All the former residents of the blue pot are now settled in another blue pot in the living room for the time being. ( I bought both these pots in the middle of the winter when they were clearance items, along with a pump and a few plants. )
I put a layer of pea gravel then a mixture of potting soil, garden soil and coir, (not much really) and then a topping of washed play sand in an old ten gallon tank yesterday. Into that I planted most of the plants from the grow tin. I left the crypts in their pots and just planted the whole pot in the substrate. I have a new tight lid for that tank ( I stepped on the old one) and I stuck an old fluorescent light on top for now. The water level is about an inch above the substrate. I may need to raise it, we’ll see. I still need to figure out how to circulate the water to keep things from becoming too anaerobic.


----------



## londonloco (Sep 25, 2005)

I did have a large endler colony I've sustained for over 18 months, I say "did" because numbers have dwindled with an outside tub experiment that didn't go well this summer, epic fail comes to mind . What I have left is in a 20g long, hoping to increase numbers again.

I suscribed to this thread because I really like "jar" or in this case "pot" projects. I have one 2.5g jar, that sits on top of our community laptop table. It has one anubius tied to a rock that has gone from 5 leaves to literally 15 leaves in less than 2 years.

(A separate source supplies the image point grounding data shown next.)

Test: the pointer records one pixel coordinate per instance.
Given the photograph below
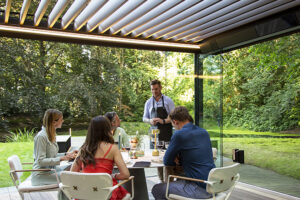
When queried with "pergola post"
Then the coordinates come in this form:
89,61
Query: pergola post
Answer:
198,62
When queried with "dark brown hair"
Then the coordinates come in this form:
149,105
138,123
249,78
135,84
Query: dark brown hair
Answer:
99,131
50,116
181,114
155,81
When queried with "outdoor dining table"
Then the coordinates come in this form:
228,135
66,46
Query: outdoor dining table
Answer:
140,185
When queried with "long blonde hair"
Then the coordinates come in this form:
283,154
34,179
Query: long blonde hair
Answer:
50,116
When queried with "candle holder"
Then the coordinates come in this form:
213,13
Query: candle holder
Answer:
155,152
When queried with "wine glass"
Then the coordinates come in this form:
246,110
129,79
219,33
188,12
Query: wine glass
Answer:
160,144
167,145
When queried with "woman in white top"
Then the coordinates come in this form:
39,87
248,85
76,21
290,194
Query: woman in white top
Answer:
46,154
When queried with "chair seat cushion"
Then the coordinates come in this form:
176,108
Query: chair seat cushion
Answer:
26,186
219,196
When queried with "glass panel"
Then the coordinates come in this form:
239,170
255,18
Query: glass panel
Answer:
212,103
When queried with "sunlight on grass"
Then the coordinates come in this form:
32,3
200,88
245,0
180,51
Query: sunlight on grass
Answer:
22,149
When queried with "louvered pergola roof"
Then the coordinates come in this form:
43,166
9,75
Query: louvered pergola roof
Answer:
207,27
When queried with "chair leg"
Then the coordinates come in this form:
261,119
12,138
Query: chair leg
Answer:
22,195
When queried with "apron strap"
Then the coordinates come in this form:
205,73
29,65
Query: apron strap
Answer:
162,98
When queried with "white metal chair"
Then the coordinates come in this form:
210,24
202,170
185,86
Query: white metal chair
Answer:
215,153
220,183
16,172
90,186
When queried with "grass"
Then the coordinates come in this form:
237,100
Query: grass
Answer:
20,135
24,150
281,155
278,154
130,127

I keep a betta (male or female, depending on what I have on hand) in the summer months and white cloud minnows in the winter months in it. I change 90% of the water once a week, I wipe off of the leaves with a paper towel on WC day. It has no light, just ambient room light, which includes a sky light 20 feet above the table. 

I'm hoping those pics eventually show up, I'd like to see them.


----------



## BruceF (Aug 5, 2011)

I am sure your imagination is better than the pictures. 

I used to have a large 10 gallon lab jar. I kept a betta in it and just used an air stone, without a light near a window. The tricky part was actually the winter sun coming directly in the window. Originally I did daily water changes but I came to prefer the air stone. Unfortunately I broke it. 
Now I have two 2.5 gallon jars with lids that I use as terrariums. I have been growing mosses in one, not aquatic. The other one I am using right now to try and grow some African violets from leaves. . 
The ceramic pots just reminded me of pictures I saw years ago of betta farms in Asia. They are like little pools of water. They are great for emersed plants and the fish in them are always a surprise to people. 
You’ll have to post a picture of your jar.


----------